The maximum penalty criterion for ridge regression: application to the calibration of the force constant in elastic network models†
Abstract
Tikhonov regularization, or ridge regression, is a popular technique to deal with collinearity in multivariate regression. We unveil a formal analogy between ridge regression and statistical mechanics, where the objective function is comparable to a free energy, and the ridge parameter plays the role of temperature. This analogy suggests two novel criteria for selecting a suitable ridge parameter: specific-heat (Cv) and maximum penalty (MP). We apply these fits to evaluate the relative contributions of rigid-body and internal fluctuations, which are typically highly collinear, to crystallographic B-factors. This issue is particularly important for computational models of protein dynamics, such as the elastic network model (ENM), since the amplitude of the predicted internal motion is commonly calibrated using B-factor data.
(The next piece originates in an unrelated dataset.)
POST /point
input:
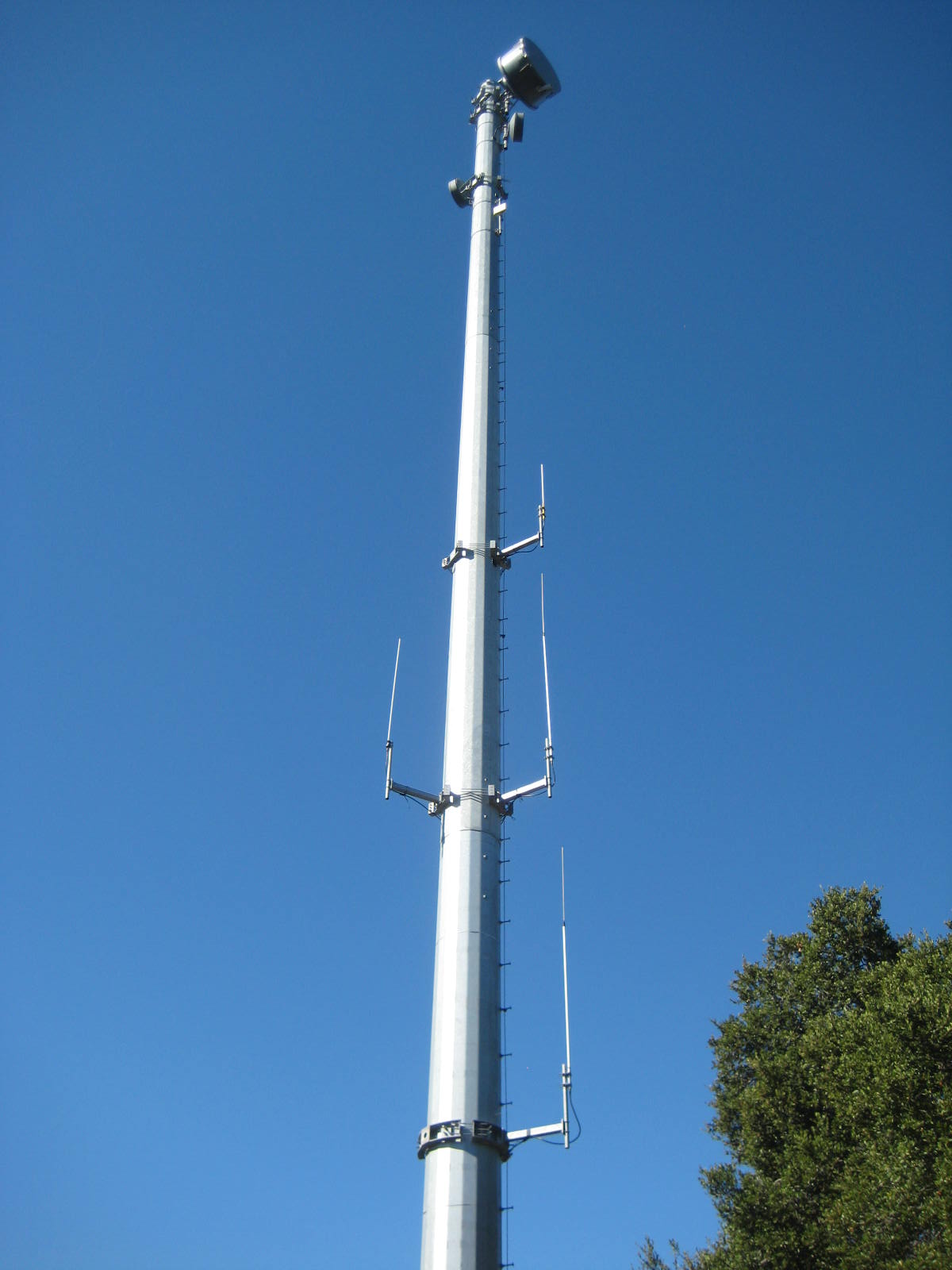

After validation on simulated datasets, our results indicate that rigid-body motions account on average for more than 80% of the amplitude of B-factors. Furthermore, we evaluate the ability of different fits to reproduce the amplitudes of internal fluctuations in X-ray ensembles from the B-factors in the corresponding single X-ray structures. The new ridge criteria are shown to be markedly superior to the commonly used two-parameter fit that neglects rigid-body rotations and to the full fits regularized under generalized cross-validation. In conclusion, the proposed fits ensure a more robust calibration of the ENM force constant and should prove valuable in other applications.